Hello! I am a computer science student working on an explanation for a GNN and I stumbled over the DGL implementation of the SubgraphX which is of great interest to me but unfortunately, I have some trouble understanding the code. I would be very grateful if someone could be so kind as to explain it to me, especially the following points:
Line 139 in the subgraphx.py file reads:
split_point = num_nodes
and I don’t quite grasp why the split_point is assigned like this? Isn’t this just the “last node”?
In the lines 204 - 208:
# Get the largest weakly connected component in the subgraph.
nx_graph = to_networkx(new_subg.cpu())
largest_cc_nids = list(
max(nx.weakly_connected_components(nx_graph), key=len)
)
only the largest weakly connected component in the subgraph without a particular chosen node is selected but why shouldn’t one look at all components?
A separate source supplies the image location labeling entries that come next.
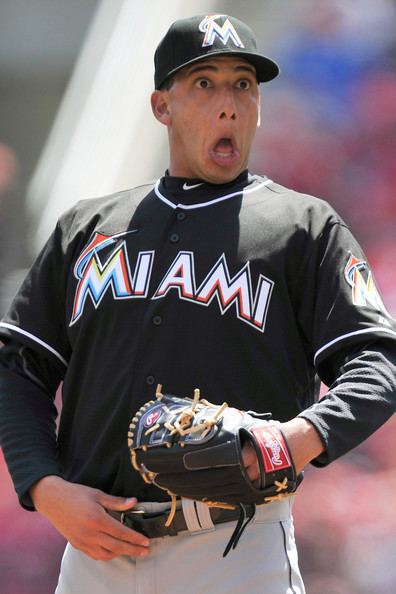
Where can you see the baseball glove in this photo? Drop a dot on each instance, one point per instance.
(192, 448)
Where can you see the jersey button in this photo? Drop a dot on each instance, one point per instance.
(174, 238)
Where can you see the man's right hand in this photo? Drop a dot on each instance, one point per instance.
(79, 514)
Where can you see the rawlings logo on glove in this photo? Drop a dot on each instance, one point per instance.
(192, 448)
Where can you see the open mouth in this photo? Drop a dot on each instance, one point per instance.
(224, 151)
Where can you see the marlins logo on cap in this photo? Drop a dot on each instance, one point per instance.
(224, 33)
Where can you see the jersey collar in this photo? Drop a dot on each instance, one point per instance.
(187, 193)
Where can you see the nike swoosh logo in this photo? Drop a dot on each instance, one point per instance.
(188, 187)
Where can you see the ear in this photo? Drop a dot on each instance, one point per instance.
(160, 107)
(259, 113)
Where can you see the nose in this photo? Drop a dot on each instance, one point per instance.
(227, 108)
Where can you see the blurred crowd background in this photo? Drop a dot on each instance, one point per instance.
(328, 129)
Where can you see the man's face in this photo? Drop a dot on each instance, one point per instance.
(212, 113)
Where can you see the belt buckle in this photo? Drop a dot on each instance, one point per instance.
(131, 512)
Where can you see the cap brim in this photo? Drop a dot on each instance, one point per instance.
(266, 69)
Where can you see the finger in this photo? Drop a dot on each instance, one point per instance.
(116, 503)
(117, 547)
(113, 528)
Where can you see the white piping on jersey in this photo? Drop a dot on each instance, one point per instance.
(209, 202)
(35, 339)
(344, 336)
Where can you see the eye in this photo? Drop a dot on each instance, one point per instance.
(203, 83)
(243, 84)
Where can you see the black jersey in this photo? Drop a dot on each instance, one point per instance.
(244, 290)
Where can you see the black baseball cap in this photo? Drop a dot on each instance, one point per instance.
(205, 36)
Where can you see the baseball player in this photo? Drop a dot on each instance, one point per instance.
(213, 277)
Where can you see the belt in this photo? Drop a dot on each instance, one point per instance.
(152, 525)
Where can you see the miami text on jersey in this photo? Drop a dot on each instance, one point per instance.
(96, 277)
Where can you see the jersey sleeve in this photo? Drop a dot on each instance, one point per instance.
(340, 304)
(36, 317)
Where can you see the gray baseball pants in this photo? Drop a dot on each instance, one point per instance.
(264, 562)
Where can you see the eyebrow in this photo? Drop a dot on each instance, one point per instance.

Furthermore, during my tests on many different graphs, the solution [0] appears disproportionally often but the node labels are randomly assigned (numbered somehow) and looking at the graphical representation there doesn’t seem to be anything special about node 0 either. Am I maybe overlooking something obvious here?
Any help would be really appreciated, I don’t know why this is so confusing to me but despite looking at both the original paper and the code I just don’t get how exactly one translates to the other or why node 0 seems to be so special in my experiments.
Thank you!